Mr. Ross is a 65 year-old disabled Vietnam veteran who was the owner of a 2005 Chevrolet Cobalt that he alleges caused him to be in two separate car accidents. The first, and most serious accident, took place on June 23, 2012 while he was driving on the Hempstead Turnpike. As a result, Mr. Ross lost control of his car and crashed into a divider. The car accident caused him to sustain permanent scarring and disfigurement on his right arm, ongoing pain and $6,297 in medical expense damages. His second accident occurred while driving on a local street where he again lost control of his vehicle and crashed into a divider.

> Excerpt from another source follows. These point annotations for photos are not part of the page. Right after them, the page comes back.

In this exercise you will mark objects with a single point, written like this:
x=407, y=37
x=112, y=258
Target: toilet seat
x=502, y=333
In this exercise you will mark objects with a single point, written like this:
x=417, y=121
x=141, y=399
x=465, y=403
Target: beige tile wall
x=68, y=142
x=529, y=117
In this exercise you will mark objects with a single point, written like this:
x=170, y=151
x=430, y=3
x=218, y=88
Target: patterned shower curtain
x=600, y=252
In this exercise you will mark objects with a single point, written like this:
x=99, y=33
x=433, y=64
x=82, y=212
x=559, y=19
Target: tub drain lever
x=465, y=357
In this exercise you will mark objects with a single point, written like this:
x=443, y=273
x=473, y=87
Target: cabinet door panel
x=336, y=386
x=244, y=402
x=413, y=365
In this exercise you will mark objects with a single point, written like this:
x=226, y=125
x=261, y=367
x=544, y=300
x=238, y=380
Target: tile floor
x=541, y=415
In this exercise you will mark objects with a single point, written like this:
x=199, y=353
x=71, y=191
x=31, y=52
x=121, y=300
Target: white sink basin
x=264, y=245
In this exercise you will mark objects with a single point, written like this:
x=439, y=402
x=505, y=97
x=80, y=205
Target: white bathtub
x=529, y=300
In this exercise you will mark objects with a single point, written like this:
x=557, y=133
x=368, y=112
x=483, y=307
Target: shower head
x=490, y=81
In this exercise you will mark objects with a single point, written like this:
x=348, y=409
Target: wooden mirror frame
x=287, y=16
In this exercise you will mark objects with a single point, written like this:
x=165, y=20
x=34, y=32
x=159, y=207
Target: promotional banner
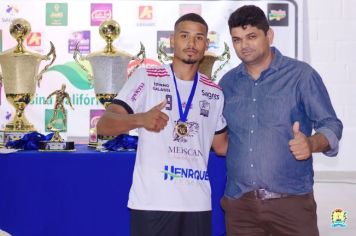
x=68, y=23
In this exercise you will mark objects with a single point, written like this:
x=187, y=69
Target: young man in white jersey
x=178, y=113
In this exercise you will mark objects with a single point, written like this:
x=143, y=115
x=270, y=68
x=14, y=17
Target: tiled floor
x=330, y=194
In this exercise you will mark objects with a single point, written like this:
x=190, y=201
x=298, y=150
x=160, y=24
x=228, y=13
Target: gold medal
x=181, y=128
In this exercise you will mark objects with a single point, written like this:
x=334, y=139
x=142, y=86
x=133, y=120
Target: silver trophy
x=109, y=66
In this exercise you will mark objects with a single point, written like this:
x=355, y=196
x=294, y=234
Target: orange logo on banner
x=145, y=13
x=34, y=39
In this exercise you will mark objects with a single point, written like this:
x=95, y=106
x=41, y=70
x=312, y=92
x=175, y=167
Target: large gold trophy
x=20, y=74
x=109, y=67
x=206, y=64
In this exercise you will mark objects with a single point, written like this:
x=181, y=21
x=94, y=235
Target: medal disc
x=182, y=129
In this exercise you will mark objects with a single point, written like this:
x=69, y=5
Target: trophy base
x=6, y=136
x=50, y=146
x=92, y=144
x=101, y=139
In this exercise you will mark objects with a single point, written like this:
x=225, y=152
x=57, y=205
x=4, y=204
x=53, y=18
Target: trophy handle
x=140, y=56
x=47, y=57
x=224, y=56
x=162, y=53
x=77, y=54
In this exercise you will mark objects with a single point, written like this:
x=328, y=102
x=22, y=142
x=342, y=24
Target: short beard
x=189, y=61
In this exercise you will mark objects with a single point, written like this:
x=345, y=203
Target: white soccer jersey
x=170, y=172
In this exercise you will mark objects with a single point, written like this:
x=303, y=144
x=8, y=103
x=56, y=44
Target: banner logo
x=338, y=218
x=277, y=14
x=189, y=8
x=56, y=14
x=83, y=37
x=100, y=12
x=12, y=10
x=145, y=12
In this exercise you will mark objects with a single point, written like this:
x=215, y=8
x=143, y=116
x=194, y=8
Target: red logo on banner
x=34, y=39
x=145, y=12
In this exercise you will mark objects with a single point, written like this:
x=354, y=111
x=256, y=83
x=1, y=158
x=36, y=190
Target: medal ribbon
x=184, y=115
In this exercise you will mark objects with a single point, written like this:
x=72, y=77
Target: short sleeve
x=133, y=93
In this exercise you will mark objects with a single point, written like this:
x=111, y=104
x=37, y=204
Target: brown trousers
x=289, y=216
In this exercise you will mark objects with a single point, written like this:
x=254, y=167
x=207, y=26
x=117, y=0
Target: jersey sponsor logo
x=204, y=108
x=161, y=87
x=173, y=172
x=210, y=95
x=193, y=128
x=185, y=151
x=137, y=92
x=157, y=72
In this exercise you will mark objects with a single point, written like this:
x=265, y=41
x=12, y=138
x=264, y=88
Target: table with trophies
x=63, y=188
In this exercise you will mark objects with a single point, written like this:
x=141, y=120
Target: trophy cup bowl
x=20, y=74
x=109, y=66
x=205, y=65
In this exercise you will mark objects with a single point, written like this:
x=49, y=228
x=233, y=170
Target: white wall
x=330, y=47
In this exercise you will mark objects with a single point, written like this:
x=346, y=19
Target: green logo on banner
x=76, y=75
x=56, y=14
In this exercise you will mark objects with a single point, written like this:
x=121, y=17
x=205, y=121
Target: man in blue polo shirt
x=272, y=105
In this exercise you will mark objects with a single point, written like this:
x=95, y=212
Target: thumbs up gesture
x=300, y=145
x=155, y=120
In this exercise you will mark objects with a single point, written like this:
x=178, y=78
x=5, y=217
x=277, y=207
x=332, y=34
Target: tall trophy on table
x=19, y=69
x=206, y=64
x=109, y=67
x=58, y=123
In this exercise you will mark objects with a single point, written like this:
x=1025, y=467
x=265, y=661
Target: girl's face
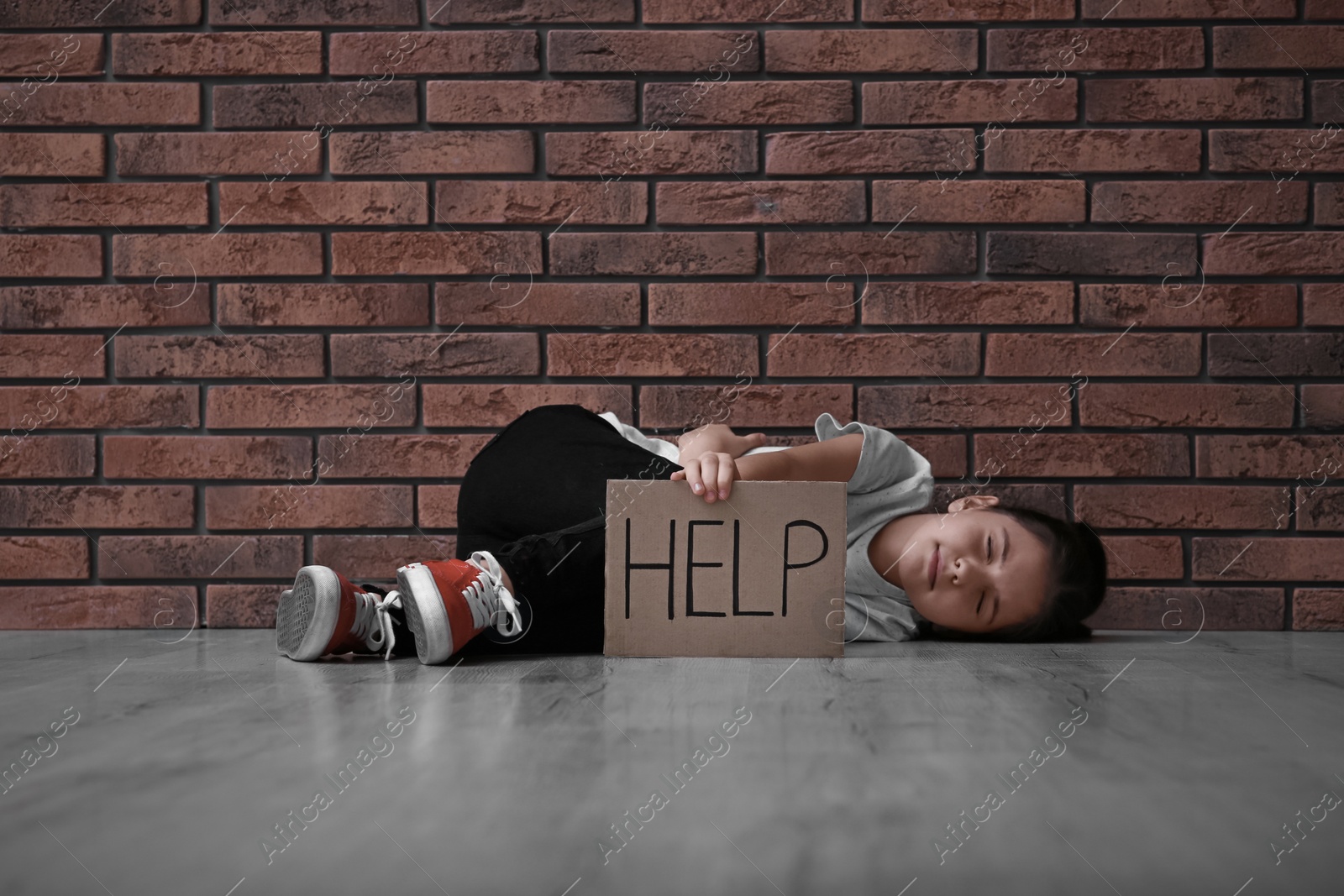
x=974, y=570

Part of Mr. Ross’s frustration with GM stems from a visit that he made to his local dealership where he was assured that his vehicle was not involved with the nationwide recall. Then, a week later, he received a notice from GM telling him otherwise.
The other Long Islander adding on to the list of those suing GM is Steven Groman, a dentist. He owned a 2008 Chevrolet HHR that stalled while he was operating it on four separate occasions. Unlike Ross, he was not involved in any car accident as a result of the malfunction. Groman took his vehicle for inspection to his local dealership where the technicians told him they could not find anything wrong with his Chevrolet. It was not until after the fourth incident that the technicians finally found a defect with his connector, but not the ignition switch.
Both men, with the help of their attorneys, are now looking forward to joining the many in suits against GM.